Sin embargo, sus ruegos no fueron escuchados. El mazo cayó nuevamente,
esta vez sobre su pie derecho. El segundo grito del hombre fue mucho más
desgarrador que el primero. El pie derecho hizo el mismo movimiento que el
izquierdo y quedó en una posición similar.
—Ahora ya no podés jugar al fútbol de nuevo. Te lo merecés —le dijo la
mujer.
—¡Ni siquiera podré volver a caminar, zorra de mierda!
La mujer levantó nuevamente el mazo con el objetivo de descargarlo sobre
la rodilla del hombre. Sin embargo, no cumplió su objetivo. Su marido entró en
la habitación en aquel instante y sujetó la herramienta antes de que su mujer
la utilizara para lesionar a aquel hombre que gemía y se retorcía de dolor lo
que sus ataduras le permitían.
—¡¿Pero te volviste tarada?! ¿Me podés explicar que pasa acá? ¿Y quién es
este hombre? —exigió saber el marido.
—¿Cómo que quién es?

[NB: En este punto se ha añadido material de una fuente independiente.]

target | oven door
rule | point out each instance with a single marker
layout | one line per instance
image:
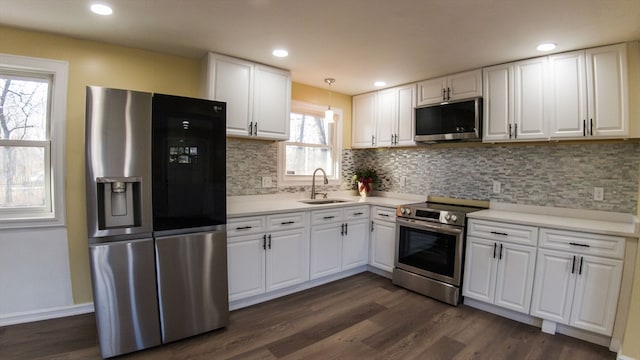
(429, 249)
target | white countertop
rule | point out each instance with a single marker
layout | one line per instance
(251, 205)
(601, 222)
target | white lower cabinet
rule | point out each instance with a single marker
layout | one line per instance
(273, 254)
(577, 288)
(383, 238)
(499, 269)
(339, 240)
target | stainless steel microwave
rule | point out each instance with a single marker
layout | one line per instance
(453, 120)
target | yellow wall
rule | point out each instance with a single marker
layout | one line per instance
(92, 63)
(320, 96)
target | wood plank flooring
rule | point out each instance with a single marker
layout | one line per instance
(361, 317)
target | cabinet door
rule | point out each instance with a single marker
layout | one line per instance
(326, 250)
(386, 117)
(607, 91)
(480, 270)
(271, 103)
(364, 120)
(464, 85)
(232, 83)
(383, 245)
(355, 244)
(498, 104)
(530, 120)
(553, 287)
(246, 265)
(567, 95)
(287, 258)
(514, 281)
(431, 91)
(405, 109)
(596, 294)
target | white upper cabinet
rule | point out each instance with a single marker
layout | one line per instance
(588, 93)
(514, 102)
(258, 97)
(453, 87)
(384, 118)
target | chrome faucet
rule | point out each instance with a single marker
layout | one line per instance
(313, 183)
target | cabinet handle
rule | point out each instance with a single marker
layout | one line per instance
(583, 245)
(499, 233)
(580, 270)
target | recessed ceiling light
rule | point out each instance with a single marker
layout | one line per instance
(546, 46)
(101, 9)
(280, 53)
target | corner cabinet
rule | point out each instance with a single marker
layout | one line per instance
(258, 97)
(453, 87)
(578, 278)
(500, 264)
(339, 240)
(384, 118)
(514, 103)
(588, 95)
(267, 253)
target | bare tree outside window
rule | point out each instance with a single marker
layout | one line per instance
(24, 141)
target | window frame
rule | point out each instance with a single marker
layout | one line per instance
(285, 180)
(53, 213)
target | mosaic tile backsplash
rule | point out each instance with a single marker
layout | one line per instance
(553, 174)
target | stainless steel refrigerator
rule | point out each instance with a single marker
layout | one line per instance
(156, 217)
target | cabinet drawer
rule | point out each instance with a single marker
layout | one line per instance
(356, 212)
(518, 234)
(582, 243)
(245, 225)
(326, 216)
(384, 214)
(286, 221)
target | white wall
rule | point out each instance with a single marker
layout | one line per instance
(34, 274)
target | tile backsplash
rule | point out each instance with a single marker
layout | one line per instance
(550, 174)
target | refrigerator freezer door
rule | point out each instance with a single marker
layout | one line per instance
(192, 283)
(124, 289)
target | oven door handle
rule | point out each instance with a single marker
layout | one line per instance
(424, 225)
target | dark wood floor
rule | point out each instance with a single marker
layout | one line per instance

Es Higuaín, el que marró el penal ante Chile. Como
vos deseaste, ya no podrá volver a pelotear nunca. He cumplido el sueño de
muchos argentinos.
—¡Este tipo no es Higuaín! —exclamó señalando hacia el futbolista, que
estaba comenzando a perder el conocimiento por el dolor.
—¿Cómo que no? Si escuché como otro de los jugadores lo llamaba.

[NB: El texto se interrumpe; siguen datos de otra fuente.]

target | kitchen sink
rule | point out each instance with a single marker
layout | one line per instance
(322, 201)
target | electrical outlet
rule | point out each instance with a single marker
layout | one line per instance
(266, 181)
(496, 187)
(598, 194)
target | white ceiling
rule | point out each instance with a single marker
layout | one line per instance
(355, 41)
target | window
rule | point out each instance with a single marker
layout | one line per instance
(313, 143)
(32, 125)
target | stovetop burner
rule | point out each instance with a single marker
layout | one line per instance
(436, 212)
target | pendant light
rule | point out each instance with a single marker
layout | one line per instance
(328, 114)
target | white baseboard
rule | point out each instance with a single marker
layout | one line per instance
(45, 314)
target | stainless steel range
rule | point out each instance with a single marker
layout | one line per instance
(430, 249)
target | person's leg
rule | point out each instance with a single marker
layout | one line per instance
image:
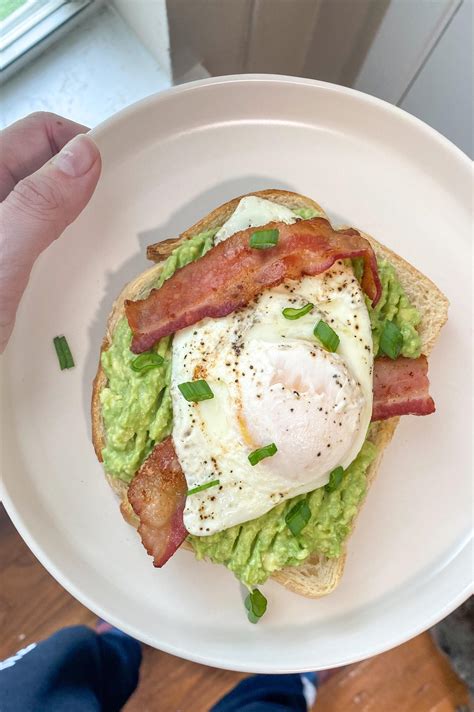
(270, 693)
(75, 669)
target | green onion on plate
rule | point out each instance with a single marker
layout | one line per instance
(63, 352)
(291, 313)
(391, 340)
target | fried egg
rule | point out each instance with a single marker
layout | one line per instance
(273, 382)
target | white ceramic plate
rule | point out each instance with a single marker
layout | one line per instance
(169, 160)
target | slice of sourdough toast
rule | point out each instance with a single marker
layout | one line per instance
(318, 575)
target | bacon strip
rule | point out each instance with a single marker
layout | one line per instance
(230, 275)
(157, 495)
(401, 387)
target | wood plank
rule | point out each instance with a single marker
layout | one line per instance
(414, 677)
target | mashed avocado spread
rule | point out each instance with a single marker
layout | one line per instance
(137, 413)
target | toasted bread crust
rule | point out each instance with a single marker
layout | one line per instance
(319, 575)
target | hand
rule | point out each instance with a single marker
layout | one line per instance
(48, 172)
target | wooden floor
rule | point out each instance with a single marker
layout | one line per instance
(414, 677)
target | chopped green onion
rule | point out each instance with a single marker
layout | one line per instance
(290, 313)
(200, 488)
(146, 362)
(263, 239)
(256, 605)
(63, 352)
(391, 340)
(326, 335)
(196, 391)
(262, 453)
(298, 517)
(335, 479)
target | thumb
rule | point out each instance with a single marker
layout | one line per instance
(35, 214)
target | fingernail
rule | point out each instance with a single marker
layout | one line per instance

—Ayuda… por favor, ayudame. Esta mujer me rompió los pies —se quejó el
futbolista.
—¿Quién sos vos? —preguntó el hombre.
—Federico, me llamo Federico —dijo entre agonía.
La mujer se inclinó sobre la cama y agarró al hombre por las solapas y
comenzó a zarandearlo.
—¿Y por qué aquel amigo tuyo te llamó Higuaín? —exigió saber.
—Por que así me llamo. Federico Fernando Higuaín.
El marido miraba de hito en hito a su mujer y al hombre que yacía tendido
en la cama de invitados.
—¿Y fuisteis vos el que falló el penal de Chile? Contestá —. La mujer
comenzaba a impacientarse.
—¡¡¡No!!! Fue… Gon… Gonzalo… —Antes
de perder el conocimiento, agragó—: Mi… hermano… Gonzalo.
Un silencio opresivo resonó en la habitación. Y solo lo cortó, diez
segundo después, el alarido atroz que salió de las entrañas de la mujer.